While a congressional conference committee meets to decide if they're going to cut $40 billion (House bill) or $10 billion (Senate bill) from the Supplemental Nutrition Assistance Program, they are probably going to give billionaires even more!
[P]roposed changes adopted in both the House and Senate versions of the bill will likely allow these billionaires to bank millions more in premium subsidies. Both bills would shift subsidies from programs currently subject to means testing to the more generous crop insurance program. Unlike traditional farm subsidies, crop insurance premium subsidies are not currently subject to means testing, payment limits or conservation requirements.The system is already skewed for, of course, the largest one percent of farm businesses. They received about $227,000 a year in crop insurance premium support in 2011, according to EWG's analysis from USDA data. Meanwhile, the bottom 80 percent of farmers received only about $5,000 apiece.

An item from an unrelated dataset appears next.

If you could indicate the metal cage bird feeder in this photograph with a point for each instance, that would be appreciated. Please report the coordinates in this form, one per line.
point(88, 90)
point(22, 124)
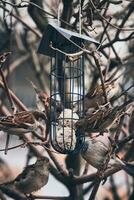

In 2008, Congress created a means test that was designed to deny some subsidies to individuals with annual off-farm income of more than $500,000. The year before, Bloomberg News published a report highlighting some of the billionaires who had been receiving subsidies. But, lawmakers specifically declined to apply it to crop insurance, which has become the primary government support for farm business income.
There is no reason on earth taxpayers should be subsidizing what are already nothing more than tax write-offs for the nation's wealthiest people. And we particularly should not be subsidizing them when millions are in danger of going hungry because the austerity fetishists in Congress think they're getting too much food.